This was a recent problem for me when I switched my 6.2 Domane to an RXL wheel and 25mm Michelin Pro 4's. I went from having 6mm of tire clearance to my 2012 Red Black brakes down to 2mm of clearance. Now riding in wet conditions with the tires picking up small gravel, dirt and stuff the bottom of my black brakes are now silver. Now I'm gonna need to switch to other tires.


----------



## ls1togo

I run Hed Belgium C2's with Dt-Swiss 240S hubs mounted with 25mm Vittoria Cx's which measure 27.45mm...the a/p is 85psi frt and 90psi rear, I could probably drop them another 5 psi....I've also used Mavic Yskion 25mm front and rear (measure 26.18mm) 

I've also run Shimano RS-80's with a variety of 23mm and 25mm tires....the RS-80's have the same carbon/scandium rim as NealH's CL24's...(the hub is Ultegra)...the RS-80's were fabulous wheels, light, spun up fast and never needed truing or spoke tightening even though I at times weighed as much as 235lbs......these were 16/20 spoke bomb proof wheels!!..but I was interested in all the hype about 23mm wheels and I wanted better handling and a improved ride.

The Hed Belgium C2's / and Vittoria's have far exceeded my expectations!!!....they are the most comfortable wheels and tires I've ever used (Mavics not as good),...and the handling, particularly on 35-40mph twisty descents is confidence inspiring!!!....
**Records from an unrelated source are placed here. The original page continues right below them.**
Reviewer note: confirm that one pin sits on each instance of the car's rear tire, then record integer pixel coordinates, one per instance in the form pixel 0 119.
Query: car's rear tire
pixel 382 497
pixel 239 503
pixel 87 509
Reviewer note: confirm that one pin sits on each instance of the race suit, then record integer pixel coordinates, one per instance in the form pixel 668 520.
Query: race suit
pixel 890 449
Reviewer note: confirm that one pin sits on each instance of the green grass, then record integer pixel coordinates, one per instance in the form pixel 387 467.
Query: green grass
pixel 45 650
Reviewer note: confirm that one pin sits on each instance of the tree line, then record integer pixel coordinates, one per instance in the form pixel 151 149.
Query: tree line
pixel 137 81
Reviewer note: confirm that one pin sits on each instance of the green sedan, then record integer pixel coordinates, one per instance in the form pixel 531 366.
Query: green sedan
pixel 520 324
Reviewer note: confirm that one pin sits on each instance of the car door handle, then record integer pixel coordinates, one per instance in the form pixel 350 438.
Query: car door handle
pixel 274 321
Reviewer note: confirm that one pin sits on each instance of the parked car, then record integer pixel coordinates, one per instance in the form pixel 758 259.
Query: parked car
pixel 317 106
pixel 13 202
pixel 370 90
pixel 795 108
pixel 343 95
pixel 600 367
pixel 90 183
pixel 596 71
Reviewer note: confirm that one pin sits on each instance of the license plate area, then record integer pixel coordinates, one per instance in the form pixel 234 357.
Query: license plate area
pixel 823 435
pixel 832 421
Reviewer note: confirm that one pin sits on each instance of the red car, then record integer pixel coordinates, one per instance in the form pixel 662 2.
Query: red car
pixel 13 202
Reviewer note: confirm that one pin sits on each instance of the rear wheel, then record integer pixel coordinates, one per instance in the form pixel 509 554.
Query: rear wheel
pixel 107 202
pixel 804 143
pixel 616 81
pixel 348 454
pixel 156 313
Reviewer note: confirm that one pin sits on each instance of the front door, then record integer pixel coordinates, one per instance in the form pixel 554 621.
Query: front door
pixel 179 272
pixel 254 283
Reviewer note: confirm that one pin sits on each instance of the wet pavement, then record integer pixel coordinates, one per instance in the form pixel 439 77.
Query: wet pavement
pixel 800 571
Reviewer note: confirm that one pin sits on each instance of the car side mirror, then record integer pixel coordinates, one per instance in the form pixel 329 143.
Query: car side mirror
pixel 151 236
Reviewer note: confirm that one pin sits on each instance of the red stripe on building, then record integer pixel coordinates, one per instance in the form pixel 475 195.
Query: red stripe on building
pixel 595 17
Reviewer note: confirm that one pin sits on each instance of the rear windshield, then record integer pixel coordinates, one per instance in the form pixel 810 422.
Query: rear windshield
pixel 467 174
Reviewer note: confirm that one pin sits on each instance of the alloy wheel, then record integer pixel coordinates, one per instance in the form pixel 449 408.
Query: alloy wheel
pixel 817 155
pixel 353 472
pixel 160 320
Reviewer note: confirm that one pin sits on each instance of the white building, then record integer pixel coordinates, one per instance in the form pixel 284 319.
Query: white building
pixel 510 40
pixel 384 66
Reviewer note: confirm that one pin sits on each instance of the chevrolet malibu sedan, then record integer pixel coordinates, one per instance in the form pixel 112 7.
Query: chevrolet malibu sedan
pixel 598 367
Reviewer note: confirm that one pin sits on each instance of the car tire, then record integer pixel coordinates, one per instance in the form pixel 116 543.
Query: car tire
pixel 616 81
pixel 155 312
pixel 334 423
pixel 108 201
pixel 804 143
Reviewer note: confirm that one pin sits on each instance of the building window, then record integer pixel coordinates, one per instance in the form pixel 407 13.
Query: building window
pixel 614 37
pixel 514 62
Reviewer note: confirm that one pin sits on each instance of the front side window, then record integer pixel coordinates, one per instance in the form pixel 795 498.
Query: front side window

All of this is exactly what I was looking for...my old bike was a 2008 Lemond Buenos Aires (carbon) with no consistent clearance for a 25mm tire,...my current ride, 2012 Ridley Helium has plenty of room and there is just comparison in performance quality....best equipment decision I've made (but now has me wondering about HED 25mm wheels?..maybe tubeless?  

btw, I currently weigh 195


----------



## rruff

miataeric said:


> Many of the different wheel builder sites tout how much more efficient and smoother a 23c tire rides on the wider rims, but I haven't seen much on 25c tires. I've heard and read lots on 25c tires becoming more popular on traditional width rims, even amongst pro peletons.


It's marketing and placebo... ie mostly BS. 

Wider rims won't give you a smoother ride (slightly the opposite), *unless* you reduce pressure or run bigger tires. 

Cornering might be a hair better particularly if you are running fat tires or reduce pressure. 

The biggest thing on the plus side is better aero performance and less susceptibility to crosswinds... but that only happens if the rims is deep enough and rounded, like the Pacenti SL23 or Kinlin XC279. The Hed and H+Son rims are probably decent. The A23 definitely not. 

*Plus, you lose that aero advantage if you put on a wider tire.* Pros run tubulars, not clinchers. Tubular tires do not become wider on wide rims, unlike clinchers. So when a pro puts a 25mm tubular on a wide rim, it is like putting a 23mm tire on a wide clincher. 

Since you aren't racing, aero probably won't matter too much to you unless you ride in winds that are super high. And your roads are smooth (sounds nice!) so ride comfort isn't a problem either. As you said clearance might be tight, so that is the deciding factor.


----------



## Jay Strongbow

bikerjulio said:


> Pacentis are 24mm outside. Called SL23 though.
> 
> View attachment 288658


Good graphic. Thanks for posting it.

I know it's not actual pictures so perhaps not perfectly to scale but it probably explains why people are having problems getting tires on those Pancetis. It also shows where they cut material to make them bigger without gaining weight compared to similar rims. Wonder if the spoke bed area will hold up to cracks over long term abuse? Looks pretty thin compared to the others.


----------